May 6
One of the homeless members of the Village of Hope (that as you know, has no home) is named Kerry Wheeler. It’s an odd coincidence that she shares the same surname as you do. That coincidence caused me to want to know more about your background, since I know Kerry’s story. I thought it might be interesting to line your story up with her story. So I researched your family history online. I found the home you were born into. I found the two homes you currently own in Portland (home and condo). I read Wikipedia and news articles. I read about your father’s alcoholism and your volunteer work and your work history. I found that you graduated from Lincoln, the foremost high school in Portland, and then attending Stanford, Columbia and Harvard.

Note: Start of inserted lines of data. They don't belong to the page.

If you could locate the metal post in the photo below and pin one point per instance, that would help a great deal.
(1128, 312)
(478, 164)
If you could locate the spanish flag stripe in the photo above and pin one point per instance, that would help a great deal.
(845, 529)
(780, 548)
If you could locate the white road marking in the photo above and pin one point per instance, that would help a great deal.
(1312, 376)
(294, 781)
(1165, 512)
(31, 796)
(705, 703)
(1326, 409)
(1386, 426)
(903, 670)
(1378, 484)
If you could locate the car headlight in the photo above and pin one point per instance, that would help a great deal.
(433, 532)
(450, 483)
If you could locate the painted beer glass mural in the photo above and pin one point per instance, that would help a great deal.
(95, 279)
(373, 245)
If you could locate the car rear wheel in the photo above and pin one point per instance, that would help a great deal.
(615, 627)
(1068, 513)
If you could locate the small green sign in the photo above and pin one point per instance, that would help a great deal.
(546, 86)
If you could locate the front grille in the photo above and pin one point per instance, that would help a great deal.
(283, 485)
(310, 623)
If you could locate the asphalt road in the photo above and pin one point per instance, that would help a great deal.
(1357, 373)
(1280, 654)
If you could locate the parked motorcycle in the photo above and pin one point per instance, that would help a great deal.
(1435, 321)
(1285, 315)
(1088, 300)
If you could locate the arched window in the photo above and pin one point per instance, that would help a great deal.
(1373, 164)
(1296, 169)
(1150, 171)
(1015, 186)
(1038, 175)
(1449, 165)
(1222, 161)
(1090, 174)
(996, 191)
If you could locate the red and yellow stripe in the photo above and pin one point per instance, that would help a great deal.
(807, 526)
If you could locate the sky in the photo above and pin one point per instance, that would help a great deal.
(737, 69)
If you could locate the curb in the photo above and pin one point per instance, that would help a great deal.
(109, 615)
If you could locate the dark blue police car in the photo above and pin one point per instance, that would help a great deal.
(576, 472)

Your story completely depressed me. I don’t know what I thought your background was but I didn’t expect you to be one of the 1-2%. I didn’t expect that your family had made their fortune by clear cutting Oregon. Today, the “good” Oregonians are the ones who buy their acreage in order to preserve nature, not destroy it. Your inability to really understand what it is to be a poor displaced Oregonian suddenly makes more sense but at the same time I feel less hopeful that you can change or understand. That you can ever “get” it. Your people are the wealthy, not like the other 99% of Oregonians, not the parallel 6 generations, the ones’ whose ancestors worked for your family.
My father was an alcoholic too. He did not have a college degree. His alcoholism threatened his income. He had no inheritance; his parents were immigrants. His father a baker. His mother a homemaker. Despite this we lived well enough. However, my mother’s constant fear that he would lose his job was a real concern. We did not have the luxury of just being angry or sad my father had a disease, we also had to fear for our safety and survival. But still I thrived. I was not beaten, I was not sexually or otherwise abused, I was neglected a bit but it’s easy to understand in light of my parents’ problems and stresses.
Kerry did not have even that stability. Ironically, she was born on Father’s day, June 18th in the 60s but didn’t meet her father until she was 18, ready to deliver her son. She said it was awkward. Her father died 6 years later of lung cancer and cirrhosis of the liver. I don’t know if she told him about her 13 year old self who was raped and endured an abortion.
Despite a life filled with grief Kerry 51, has only been homeless for four years. Coincidently, the same four years Portland’s economy has “recovered”. Unemployment is down but unfortunately, like my mother, my husband’s mother, my grandmother, and myself, homemaking was Kerry’s career. Did your mother have a career besides homemaking? Missing teeth, high blood pressure, COPD and uterine cancer, she hasn’t ever had a paying job. With Obamacare she has finally been able to get better healthcare but her anemia from chronic bleeding has postponed surgery. You have to be healthy enough to survive surgery. Despite her ill health she helps distribute food to the camps throughout east county and comes to my house once a week to help with my chores.
This is one of the woman you have denied enough stability to get back on her feet. She’s not someone who can tolerate a lot of rules. I understand that. I would not be one of the homeless seeking shelter in a homeless shelter, unless I had small children. I’m an adult. I would need to have privacy and freedom of movement. I would probably also prefer living in a tent.